P: Aan het werken op een kantoor op de ambassade. Om een voorbeeld te geven; er was een vergadering gepland op een bepaald tijdstip. Ik dacht, dan gaan we met het hele team, dan komt iemand mij wel halen. Dat was helemaal niet zo. Dus achteraf hoorde ik, ‘waarom was je niet bij de vergadering?’, en toen zei ik ‘ja maar er kwam niemand om mij te halen’ en toen hoorde ik ‘dat is gewoon je eigen verantwoordelijkheid’. Het is heel logisch als je het zo hoort en nu denk ik ook, wat een gekke fout. Maar je moet het maar gewoon een keer meemaken. 

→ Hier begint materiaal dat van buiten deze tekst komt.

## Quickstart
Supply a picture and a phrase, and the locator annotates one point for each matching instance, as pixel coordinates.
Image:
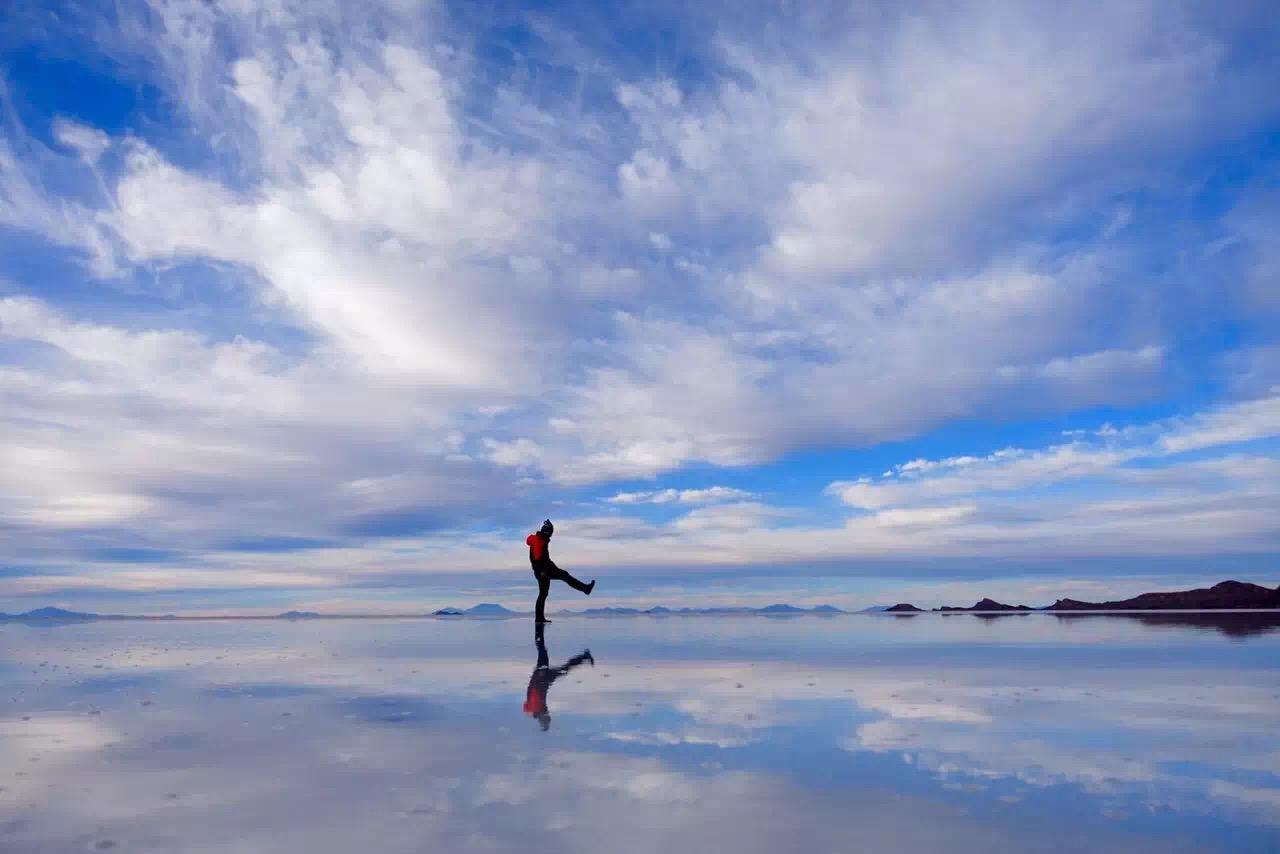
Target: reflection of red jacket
(535, 702)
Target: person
(545, 570)
(540, 680)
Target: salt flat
(744, 734)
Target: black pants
(544, 585)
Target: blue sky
(310, 306)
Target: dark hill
(1225, 594)
(988, 604)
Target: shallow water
(746, 734)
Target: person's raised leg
(544, 585)
(570, 580)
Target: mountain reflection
(544, 676)
(1233, 624)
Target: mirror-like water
(858, 733)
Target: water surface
(744, 734)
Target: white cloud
(451, 273)
(708, 496)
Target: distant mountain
(489, 610)
(55, 613)
(661, 611)
(1224, 594)
(987, 604)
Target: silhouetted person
(540, 680)
(545, 570)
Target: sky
(328, 305)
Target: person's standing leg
(544, 585)
(570, 580)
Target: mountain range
(1223, 596)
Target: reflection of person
(545, 570)
(540, 680)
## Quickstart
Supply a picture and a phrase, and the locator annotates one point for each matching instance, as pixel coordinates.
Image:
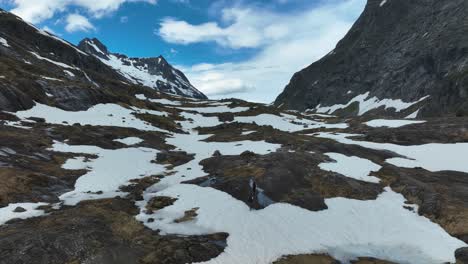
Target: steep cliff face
(36, 66)
(401, 56)
(155, 72)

F: Wat voor mij ook nog wel wennen was, is het werken op een kantoor. Dat is iets wat mij in het begin toch wel zwaar is gevallen. 

P: Dat vond ik juist wel snel wennen, die structuur. 

F: Dat is natuurlijk ook voor iedereen anders. Ik kom uit de muziek, waar ik eigenlijk mijn tijd veelal zelf indeelde. Om dan elke dag op hetzelfde tijdstip verwacht te worden op dezelfde plek, elke week; dat viel me zwaar. Dus ik merkte dat ik de variëteit zelf moest gaan zoeken in mijn stage. Daarbij moet ik wel zeggen dat ik blij ben dat ik daarin veel vrijheid heb gekregen van het Atelier Néerlandais. Die vrijheid heb ik met beide handen aangepakt. Daardoor ontstaan soms ook discussies en interessante gesprekken maar daardoor kan je samen ook verder komen. Dus wat je zegt, je moet het maar een keer meemaken. Wat dat betreft weet je uiteindelijk toch nooit precies wat je kan verwachten.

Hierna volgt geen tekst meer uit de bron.